Our results are important for low- to middle-income countries such as Peru because they demonstrate that, regardless of the health system, in the PIs group the lytic treatment and the associated medical therapy with immediate or rapid routine transfer for PCI (rescue or systematic) are beneficial and necessary and improve clinical results. In previous real-world studies such as the CARESS in AMI study [27] (in which half doses of reteplase and abciximab were used in high-risk patients), similar results were found even with the use of different schemes. Therefore, our study supports the need to place greater emphasis on improving fibrinolysis and transfer network systems in low- to middle-income countries without widespread availability of timely PPCI. In addition, in registries such as EUROTRANSFER [28], it has been reported that among the group of patients transferred for PPCI, only a minority (36%) were treated within the recommended 90-min time window. Therefore, in countries such as Peru, the PIs should be considered the best option.

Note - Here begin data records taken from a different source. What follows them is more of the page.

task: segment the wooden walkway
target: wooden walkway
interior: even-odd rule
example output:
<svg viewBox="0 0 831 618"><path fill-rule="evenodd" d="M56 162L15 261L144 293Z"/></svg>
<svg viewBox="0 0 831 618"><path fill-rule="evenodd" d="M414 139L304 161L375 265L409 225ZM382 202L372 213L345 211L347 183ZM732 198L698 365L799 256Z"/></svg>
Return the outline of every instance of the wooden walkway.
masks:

Some limitations affect the external value of our study. The PERSTEMI registry was an observational study wherein most of the patients enrolled belonged to the social security health system in the city of Lima, and were finally treated in a national reference institute. Therefore, the findings may not reflect the situation of the entire Peruvian population. In addition, the small sample size of this substudy may limit its ability to detect statistically significant differences between the groups studied to be extrapolated to the population. The fact that the registry was elaborated during 2020 in the midst of the COVID-19 pandemic may have led to longer ischemic times in the PPCI group and also reduced the number of cases from all over the country.

Conclusions

In this real-world study, the in-hospital mortality and heart failure rates did not differ among patients with STEMI who underwent the PIs or PPCI approach. The PIs was performed within a shorter time and achieved more successful coronary flow of the IRA post-PCI compared to PPCI. These findings suggest that fibrinolysis performed with a PIs is a feasible, effective, safe, and time-effective alternative in low- and middle-income countries like Peru. Therefore, it should be promoted as the first-choice intervention in most public health care systems in Peru to improve clinical outcomes, especially in the absence of established primary angioplasty programs.